A company may not act as trustee if:
  • A responsible officer (including a director, secretary or executive officer) is a disqualified person
  • The company has commenced the insolvency process; or
  • Action has started to wind up the company.

Lump Sum Payments

In 2006 the Australian Tax Office confirmed the power of individual trustees to pay lump sums out of a superannuation fund (without first starting to pay a pension).  It had been previously questioned whether individual trustees had this power as a matter of Constitutional law.

Now there is no difference between companies’ and individuals’ legal authority to make lump sum payments.

Change of membership

When a new member is introduced to a SMSF with individual trustees, that person is required to also become a trustee.

Trust assets must generally be held in the trustee/s name/s.  This therefore means a new trustee will require the transfer of title to all trust assets (eg property, managed funds, listed securities) to include the new trustee.  This process requires significant time in administration and transaction costs.

Similar administrative issues (and costs) arise when a member leaves a fund on death, retirement or for another reason.

By contrast, when members come in or out of a fund with a corporate trustee, they only need to become or cease to be directors of the trustee company.  ASIC must be notified of the changes but otherwise, legal title to all assets remains with the company.

A corporate trustee can save significant time and effort particularly where the fund has significant assets.

Trustee protection from litigation

Individual trustees carry joint and several liability which may expose an individual trustee’s personal assets to risk if litigation arises eg a personal liability action in relation to a property of the fund.
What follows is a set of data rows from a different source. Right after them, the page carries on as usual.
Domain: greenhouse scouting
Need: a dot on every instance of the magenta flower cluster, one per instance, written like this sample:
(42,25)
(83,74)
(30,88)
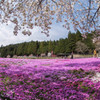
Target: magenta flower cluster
(49,79)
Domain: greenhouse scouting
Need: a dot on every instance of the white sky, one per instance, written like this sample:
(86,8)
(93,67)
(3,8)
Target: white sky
(7,37)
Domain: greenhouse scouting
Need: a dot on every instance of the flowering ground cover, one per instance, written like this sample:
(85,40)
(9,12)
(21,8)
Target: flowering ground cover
(49,79)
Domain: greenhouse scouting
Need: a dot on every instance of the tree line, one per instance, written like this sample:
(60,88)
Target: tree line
(74,42)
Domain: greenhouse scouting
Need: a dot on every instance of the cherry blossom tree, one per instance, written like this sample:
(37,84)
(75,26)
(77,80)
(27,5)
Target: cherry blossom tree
(25,14)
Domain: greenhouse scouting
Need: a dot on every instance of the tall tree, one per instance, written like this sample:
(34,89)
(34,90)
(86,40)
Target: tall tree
(30,13)
(78,36)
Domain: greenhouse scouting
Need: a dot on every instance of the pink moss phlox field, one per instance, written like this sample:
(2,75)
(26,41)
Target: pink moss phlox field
(49,79)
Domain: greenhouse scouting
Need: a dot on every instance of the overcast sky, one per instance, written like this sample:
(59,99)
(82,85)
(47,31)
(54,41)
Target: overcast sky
(7,37)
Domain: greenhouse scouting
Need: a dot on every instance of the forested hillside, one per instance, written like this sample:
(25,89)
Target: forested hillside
(74,42)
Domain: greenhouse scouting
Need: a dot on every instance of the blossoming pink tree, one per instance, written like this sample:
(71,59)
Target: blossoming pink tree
(26,14)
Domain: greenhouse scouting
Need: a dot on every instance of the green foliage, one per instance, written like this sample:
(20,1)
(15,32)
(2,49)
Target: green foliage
(66,45)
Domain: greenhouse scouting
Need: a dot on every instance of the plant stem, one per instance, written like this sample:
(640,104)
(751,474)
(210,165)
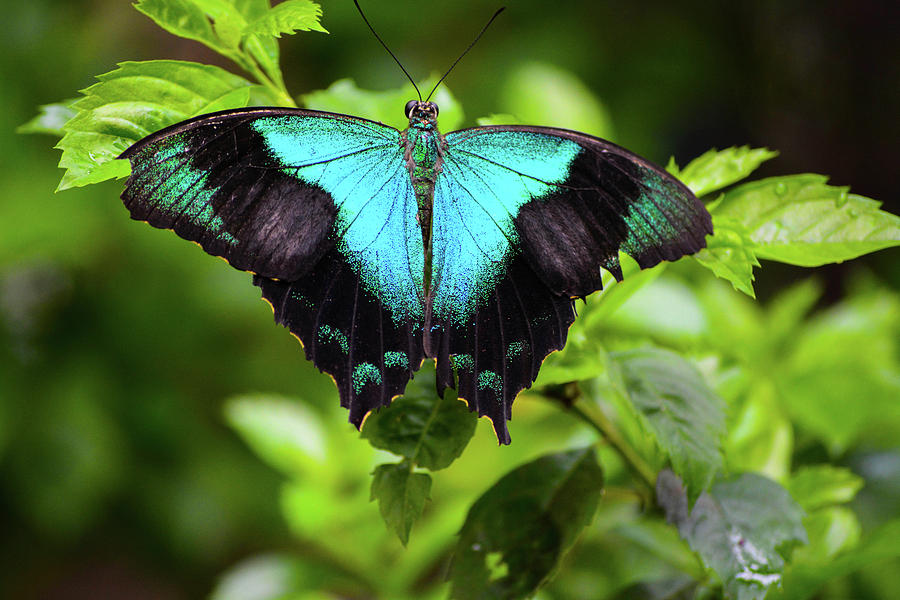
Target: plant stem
(605,427)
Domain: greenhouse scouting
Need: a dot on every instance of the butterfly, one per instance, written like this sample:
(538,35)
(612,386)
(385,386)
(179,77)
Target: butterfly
(381,248)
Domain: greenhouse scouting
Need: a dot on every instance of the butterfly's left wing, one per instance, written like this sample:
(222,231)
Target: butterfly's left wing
(524,217)
(321,208)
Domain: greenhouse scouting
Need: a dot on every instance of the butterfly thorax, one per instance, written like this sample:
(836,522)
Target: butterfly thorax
(423,150)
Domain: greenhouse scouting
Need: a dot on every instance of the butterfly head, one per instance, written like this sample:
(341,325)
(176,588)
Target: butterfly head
(422,115)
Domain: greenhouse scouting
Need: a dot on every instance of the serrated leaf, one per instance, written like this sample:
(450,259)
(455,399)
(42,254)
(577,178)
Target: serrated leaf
(717,169)
(516,533)
(287,18)
(803,580)
(740,528)
(428,430)
(343,96)
(823,485)
(184,18)
(132,102)
(730,254)
(801,220)
(685,416)
(282,432)
(582,358)
(50,118)
(401,496)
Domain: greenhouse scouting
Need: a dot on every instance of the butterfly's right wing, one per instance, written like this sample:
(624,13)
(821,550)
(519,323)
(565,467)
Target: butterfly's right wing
(320,207)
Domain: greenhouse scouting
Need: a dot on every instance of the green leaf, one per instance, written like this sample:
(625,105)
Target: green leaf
(730,254)
(516,533)
(717,169)
(800,220)
(343,96)
(823,485)
(686,417)
(184,18)
(282,432)
(616,293)
(401,496)
(838,382)
(264,50)
(132,102)
(51,119)
(582,358)
(537,92)
(803,580)
(428,430)
(740,528)
(288,18)
(832,530)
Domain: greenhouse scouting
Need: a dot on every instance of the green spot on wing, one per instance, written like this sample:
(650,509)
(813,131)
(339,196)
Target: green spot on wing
(364,373)
(328,334)
(396,359)
(463,361)
(515,349)
(489,379)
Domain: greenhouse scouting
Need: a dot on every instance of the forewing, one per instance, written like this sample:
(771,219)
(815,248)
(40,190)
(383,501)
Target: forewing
(321,208)
(524,217)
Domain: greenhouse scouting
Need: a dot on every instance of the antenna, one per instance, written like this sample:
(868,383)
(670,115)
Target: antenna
(466,51)
(396,60)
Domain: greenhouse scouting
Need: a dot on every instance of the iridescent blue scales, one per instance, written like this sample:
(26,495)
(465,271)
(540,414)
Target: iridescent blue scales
(379,248)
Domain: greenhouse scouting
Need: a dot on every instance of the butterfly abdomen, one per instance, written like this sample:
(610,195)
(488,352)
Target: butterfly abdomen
(423,159)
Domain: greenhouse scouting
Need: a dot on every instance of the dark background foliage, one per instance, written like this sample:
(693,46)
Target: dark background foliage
(118,344)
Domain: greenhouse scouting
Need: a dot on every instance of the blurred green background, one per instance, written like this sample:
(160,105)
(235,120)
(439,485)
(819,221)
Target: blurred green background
(118,344)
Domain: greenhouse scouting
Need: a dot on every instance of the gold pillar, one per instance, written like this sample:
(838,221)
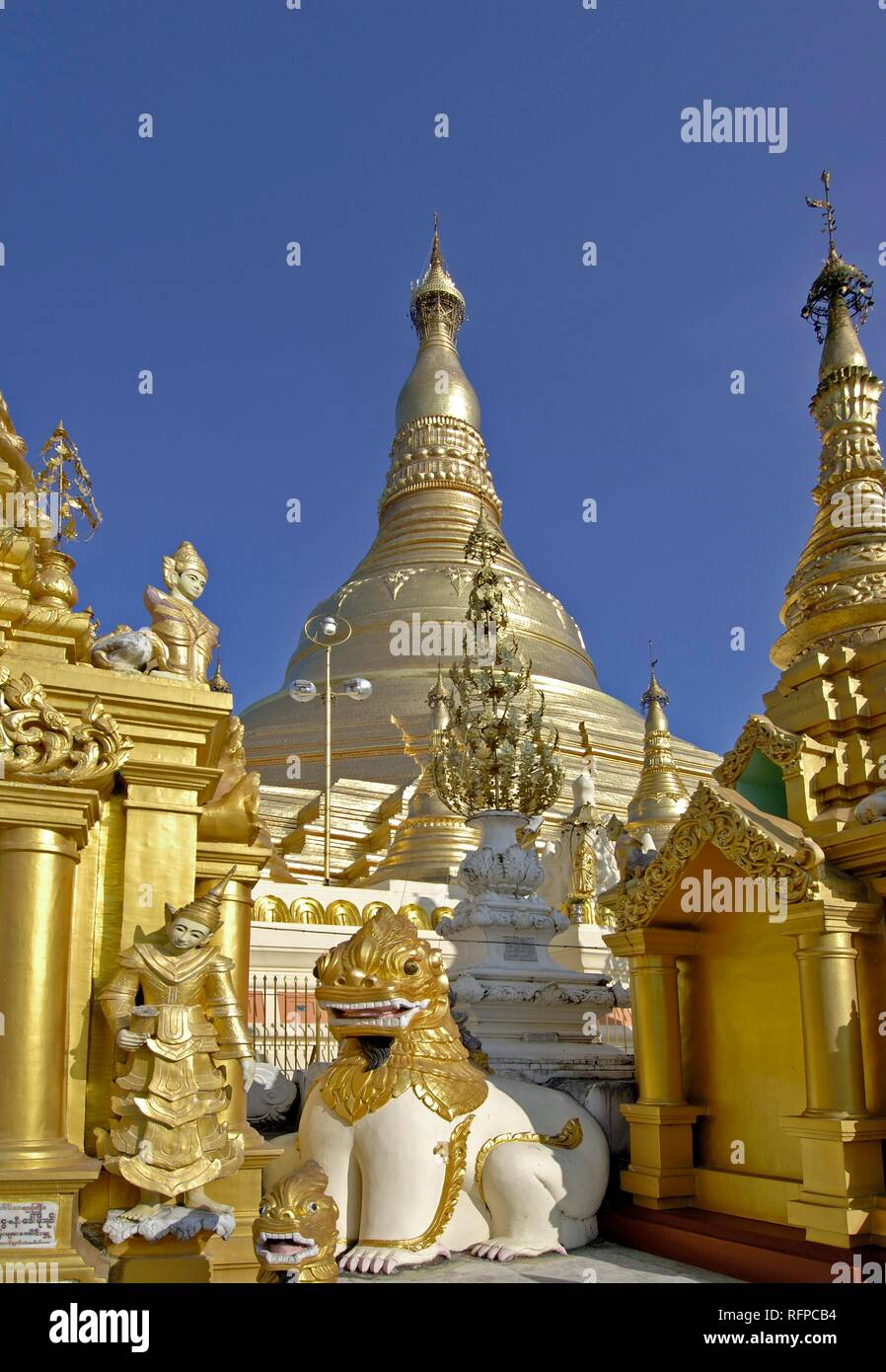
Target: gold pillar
(41,829)
(234,1258)
(660,1175)
(841,1144)
(832,1033)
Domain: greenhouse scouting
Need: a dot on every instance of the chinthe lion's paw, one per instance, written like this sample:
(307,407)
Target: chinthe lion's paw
(505,1250)
(375,1261)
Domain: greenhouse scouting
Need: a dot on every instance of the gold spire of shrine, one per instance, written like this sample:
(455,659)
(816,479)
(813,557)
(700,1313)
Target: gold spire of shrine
(837,595)
(436,383)
(660,798)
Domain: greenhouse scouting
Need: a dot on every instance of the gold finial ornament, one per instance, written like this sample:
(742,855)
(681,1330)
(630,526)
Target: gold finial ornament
(496,752)
(185,632)
(218,681)
(839,281)
(438,384)
(296,1230)
(837,595)
(660,798)
(436,306)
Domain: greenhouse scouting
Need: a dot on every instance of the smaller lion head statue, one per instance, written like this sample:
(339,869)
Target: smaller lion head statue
(296,1228)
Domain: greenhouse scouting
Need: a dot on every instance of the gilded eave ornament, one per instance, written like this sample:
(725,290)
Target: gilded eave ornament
(837,277)
(713,819)
(40,742)
(496,751)
(66,481)
(763,735)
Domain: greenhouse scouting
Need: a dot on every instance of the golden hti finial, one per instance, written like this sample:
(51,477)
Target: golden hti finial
(436,306)
(827,210)
(217,681)
(66,486)
(840,294)
(660,798)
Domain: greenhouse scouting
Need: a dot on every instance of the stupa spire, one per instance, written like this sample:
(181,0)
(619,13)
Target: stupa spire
(837,595)
(438,384)
(660,798)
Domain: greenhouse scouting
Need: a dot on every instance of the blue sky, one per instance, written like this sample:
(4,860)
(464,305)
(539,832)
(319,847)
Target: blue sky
(276,383)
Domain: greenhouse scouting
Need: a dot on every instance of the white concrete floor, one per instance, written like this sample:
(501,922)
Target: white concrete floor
(602,1263)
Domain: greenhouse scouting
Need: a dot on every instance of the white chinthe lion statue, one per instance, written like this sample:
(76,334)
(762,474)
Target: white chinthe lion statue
(425,1154)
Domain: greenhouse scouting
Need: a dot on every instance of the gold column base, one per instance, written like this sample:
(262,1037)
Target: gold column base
(843,1199)
(58,1181)
(234,1258)
(661,1175)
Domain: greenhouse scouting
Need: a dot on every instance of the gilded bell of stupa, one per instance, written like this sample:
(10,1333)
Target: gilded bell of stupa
(414,575)
(837,595)
(660,798)
(495,752)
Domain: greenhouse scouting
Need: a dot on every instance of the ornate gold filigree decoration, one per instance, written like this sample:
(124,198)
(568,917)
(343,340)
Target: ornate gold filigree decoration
(63,479)
(495,751)
(710,819)
(569,1136)
(37,741)
(836,277)
(296,1230)
(762,734)
(837,594)
(456,1164)
(398,984)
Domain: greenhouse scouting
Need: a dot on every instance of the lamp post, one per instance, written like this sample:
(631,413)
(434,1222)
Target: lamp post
(328,633)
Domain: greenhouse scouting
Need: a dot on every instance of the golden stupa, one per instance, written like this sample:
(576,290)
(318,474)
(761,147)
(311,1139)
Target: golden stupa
(436,488)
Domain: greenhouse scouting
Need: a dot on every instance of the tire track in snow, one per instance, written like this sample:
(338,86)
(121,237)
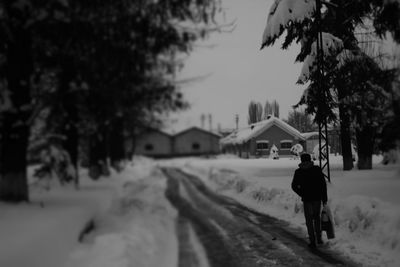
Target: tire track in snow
(234,235)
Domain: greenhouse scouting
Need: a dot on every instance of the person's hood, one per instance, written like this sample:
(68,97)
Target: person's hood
(306,165)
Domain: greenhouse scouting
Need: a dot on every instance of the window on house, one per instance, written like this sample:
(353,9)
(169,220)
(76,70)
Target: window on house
(195,146)
(262,144)
(286,144)
(149,147)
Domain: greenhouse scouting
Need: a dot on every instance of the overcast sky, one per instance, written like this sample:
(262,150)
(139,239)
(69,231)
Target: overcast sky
(238,70)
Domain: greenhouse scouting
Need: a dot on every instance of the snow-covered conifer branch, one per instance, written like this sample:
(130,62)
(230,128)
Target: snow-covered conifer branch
(282,13)
(330,44)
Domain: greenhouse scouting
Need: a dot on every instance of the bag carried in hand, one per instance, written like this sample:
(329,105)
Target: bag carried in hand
(327,222)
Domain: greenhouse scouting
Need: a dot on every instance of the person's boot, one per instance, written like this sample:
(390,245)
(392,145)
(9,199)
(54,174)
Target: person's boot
(312,245)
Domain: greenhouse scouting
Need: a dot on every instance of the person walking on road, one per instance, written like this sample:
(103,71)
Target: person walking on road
(309,183)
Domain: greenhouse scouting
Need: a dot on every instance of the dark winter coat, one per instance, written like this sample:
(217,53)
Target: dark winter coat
(309,182)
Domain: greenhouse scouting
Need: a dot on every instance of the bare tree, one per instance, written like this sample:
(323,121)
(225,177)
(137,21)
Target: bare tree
(255,112)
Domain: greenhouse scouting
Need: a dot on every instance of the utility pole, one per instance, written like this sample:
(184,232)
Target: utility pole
(322,105)
(210,121)
(237,121)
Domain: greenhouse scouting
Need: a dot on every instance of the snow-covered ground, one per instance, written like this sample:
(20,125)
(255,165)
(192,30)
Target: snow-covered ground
(135,225)
(365,204)
(45,232)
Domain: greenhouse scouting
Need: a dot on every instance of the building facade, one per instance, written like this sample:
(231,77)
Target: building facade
(195,141)
(154,143)
(190,142)
(256,140)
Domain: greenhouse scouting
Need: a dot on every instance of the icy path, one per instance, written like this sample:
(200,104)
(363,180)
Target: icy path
(233,235)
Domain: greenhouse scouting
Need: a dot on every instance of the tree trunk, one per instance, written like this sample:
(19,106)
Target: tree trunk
(365,144)
(345,133)
(13,179)
(98,156)
(345,139)
(116,143)
(71,145)
(70,103)
(15,131)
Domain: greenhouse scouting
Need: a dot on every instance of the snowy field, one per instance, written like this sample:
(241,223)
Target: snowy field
(365,204)
(135,224)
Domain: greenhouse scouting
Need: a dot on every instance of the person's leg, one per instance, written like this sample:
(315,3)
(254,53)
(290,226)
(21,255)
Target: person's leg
(316,206)
(308,214)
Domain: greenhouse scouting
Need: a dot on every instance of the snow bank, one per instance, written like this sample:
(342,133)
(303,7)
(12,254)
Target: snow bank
(139,228)
(367,228)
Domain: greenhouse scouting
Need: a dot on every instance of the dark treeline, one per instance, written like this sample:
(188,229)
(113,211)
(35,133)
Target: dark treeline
(360,80)
(88,74)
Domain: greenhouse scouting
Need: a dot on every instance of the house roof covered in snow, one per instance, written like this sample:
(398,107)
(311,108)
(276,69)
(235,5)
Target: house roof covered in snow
(310,134)
(197,129)
(243,135)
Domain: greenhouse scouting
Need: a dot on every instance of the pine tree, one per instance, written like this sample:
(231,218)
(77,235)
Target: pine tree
(255,112)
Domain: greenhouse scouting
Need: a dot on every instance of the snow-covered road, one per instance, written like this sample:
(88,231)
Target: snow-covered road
(217,231)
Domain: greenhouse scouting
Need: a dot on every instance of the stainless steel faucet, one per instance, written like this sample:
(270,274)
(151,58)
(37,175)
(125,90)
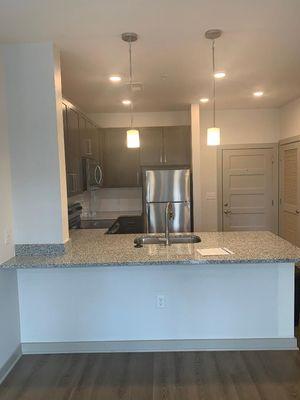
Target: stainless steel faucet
(169,215)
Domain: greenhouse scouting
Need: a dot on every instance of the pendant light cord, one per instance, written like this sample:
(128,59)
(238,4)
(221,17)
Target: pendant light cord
(130,84)
(214,83)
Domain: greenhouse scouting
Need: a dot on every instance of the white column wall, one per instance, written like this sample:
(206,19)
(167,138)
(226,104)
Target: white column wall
(33,90)
(9,307)
(196,165)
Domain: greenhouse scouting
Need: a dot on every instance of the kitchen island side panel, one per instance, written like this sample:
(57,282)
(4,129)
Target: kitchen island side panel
(228,301)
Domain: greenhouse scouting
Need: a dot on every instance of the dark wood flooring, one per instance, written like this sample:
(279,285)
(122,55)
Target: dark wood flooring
(262,375)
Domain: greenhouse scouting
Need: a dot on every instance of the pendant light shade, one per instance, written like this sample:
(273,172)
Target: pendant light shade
(213,133)
(213,136)
(133,139)
(133,135)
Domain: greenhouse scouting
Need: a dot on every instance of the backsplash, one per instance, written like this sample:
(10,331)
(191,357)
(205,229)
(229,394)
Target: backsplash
(110,202)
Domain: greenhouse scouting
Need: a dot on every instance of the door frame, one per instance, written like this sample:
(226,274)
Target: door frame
(283,142)
(275,160)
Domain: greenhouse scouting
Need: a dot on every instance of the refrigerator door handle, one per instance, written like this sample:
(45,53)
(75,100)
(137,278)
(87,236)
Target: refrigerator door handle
(148,216)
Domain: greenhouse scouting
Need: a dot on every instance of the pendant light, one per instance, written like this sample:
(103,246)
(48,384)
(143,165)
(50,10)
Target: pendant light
(133,135)
(213,133)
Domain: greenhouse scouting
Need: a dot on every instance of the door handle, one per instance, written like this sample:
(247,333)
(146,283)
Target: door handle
(227,212)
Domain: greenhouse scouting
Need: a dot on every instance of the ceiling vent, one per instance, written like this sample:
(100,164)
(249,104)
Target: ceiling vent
(135,86)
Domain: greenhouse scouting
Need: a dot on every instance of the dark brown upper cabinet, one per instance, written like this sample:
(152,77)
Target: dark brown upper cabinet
(165,146)
(151,140)
(89,139)
(177,145)
(73,154)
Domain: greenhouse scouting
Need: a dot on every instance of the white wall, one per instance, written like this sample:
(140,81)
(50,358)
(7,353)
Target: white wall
(32,74)
(120,120)
(9,307)
(290,119)
(113,303)
(237,127)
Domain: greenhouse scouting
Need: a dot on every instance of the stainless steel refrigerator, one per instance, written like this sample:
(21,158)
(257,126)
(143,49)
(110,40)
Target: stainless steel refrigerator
(161,186)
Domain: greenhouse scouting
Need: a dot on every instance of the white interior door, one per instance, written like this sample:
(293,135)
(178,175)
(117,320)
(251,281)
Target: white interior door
(248,190)
(289,198)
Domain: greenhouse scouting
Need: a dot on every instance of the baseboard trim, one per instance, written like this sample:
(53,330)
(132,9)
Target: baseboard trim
(160,345)
(10,363)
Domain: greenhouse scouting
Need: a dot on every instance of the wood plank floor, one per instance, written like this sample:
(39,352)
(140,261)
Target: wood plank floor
(260,375)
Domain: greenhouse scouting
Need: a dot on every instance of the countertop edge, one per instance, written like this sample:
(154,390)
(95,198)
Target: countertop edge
(7,265)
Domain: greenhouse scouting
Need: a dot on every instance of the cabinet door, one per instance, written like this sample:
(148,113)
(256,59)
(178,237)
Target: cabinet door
(85,139)
(92,133)
(101,146)
(74,177)
(121,165)
(177,145)
(89,138)
(151,140)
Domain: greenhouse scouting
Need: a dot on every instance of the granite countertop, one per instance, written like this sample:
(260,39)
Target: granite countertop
(94,248)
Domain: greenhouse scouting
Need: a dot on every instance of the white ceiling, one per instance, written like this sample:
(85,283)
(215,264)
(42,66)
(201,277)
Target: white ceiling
(259,49)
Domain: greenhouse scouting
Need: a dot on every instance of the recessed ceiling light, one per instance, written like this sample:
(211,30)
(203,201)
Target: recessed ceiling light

With a corporate trustee an action will usually be limited to the assets of the company, not exposing the company directors’ personal assets.  The risk of litigation will depend on what activities the trustees undertake.

Cost

ASIC establishment costs of a company are in the order of $600. A change of trustee deed may also be required. There are annual ASIC fees and accounting costs to consider as well.

Family company v dedicated trustee company

Sometimes our clients ask us whether they can use an existing family company as the trustee for their super fund.  We tell them it is possible so long as the company’s other roles are kept separate to ensure the assets of the fund are protected.

A dedicated trustee company can provide a clearer separation of assets and director interests and can further reduce the chances of mistakenly mixing fund assets with company assets and reducing the possibility of trustee conflicts of interest, and is often a preferred course of action.

Also, you need to remember that the family company directors must be restricted to the SMSF members which may not suit all situations.

Voting rights and decision making

A dedicated trustee company has the opportunity to control voting powers in proportion to individual members’ accounts.

It is possible to structure directors’ voting rights based on their account balances, giving those with higher balances more control.  This can make trustee resolutions smoother if there is an even number of votes or there is a relationship breakdown among trustees.

Members with smaller holdings in the fund should consider whether this approach suits their objectives and take advice on this issue.

Death of a director

The articles of association of a company may provide for the executor of a deceased member to be appointed as a director of the trustee company until the time death benefits are paid from the fund.  This is permissible under the SIS Act.

Some companies’ constitutions provide for this to occur automatically – and this may be very important in circumstances of complex family relationships to prevent disputes and the perception of unfair treatment.

We recommend our clients consider this issue on incorporation of their corporate trustee.  If you already have a corporate trustee of your super fund, you may wish to consider this issue afresh to avert problems down the track.

Conclusion

An SMSF with individual trustees may be simpler and cheaper at the outset. 

However, you should consider all these issues and from our experience we find that in many cases, a corporate trustee is the better option despite some additional costs.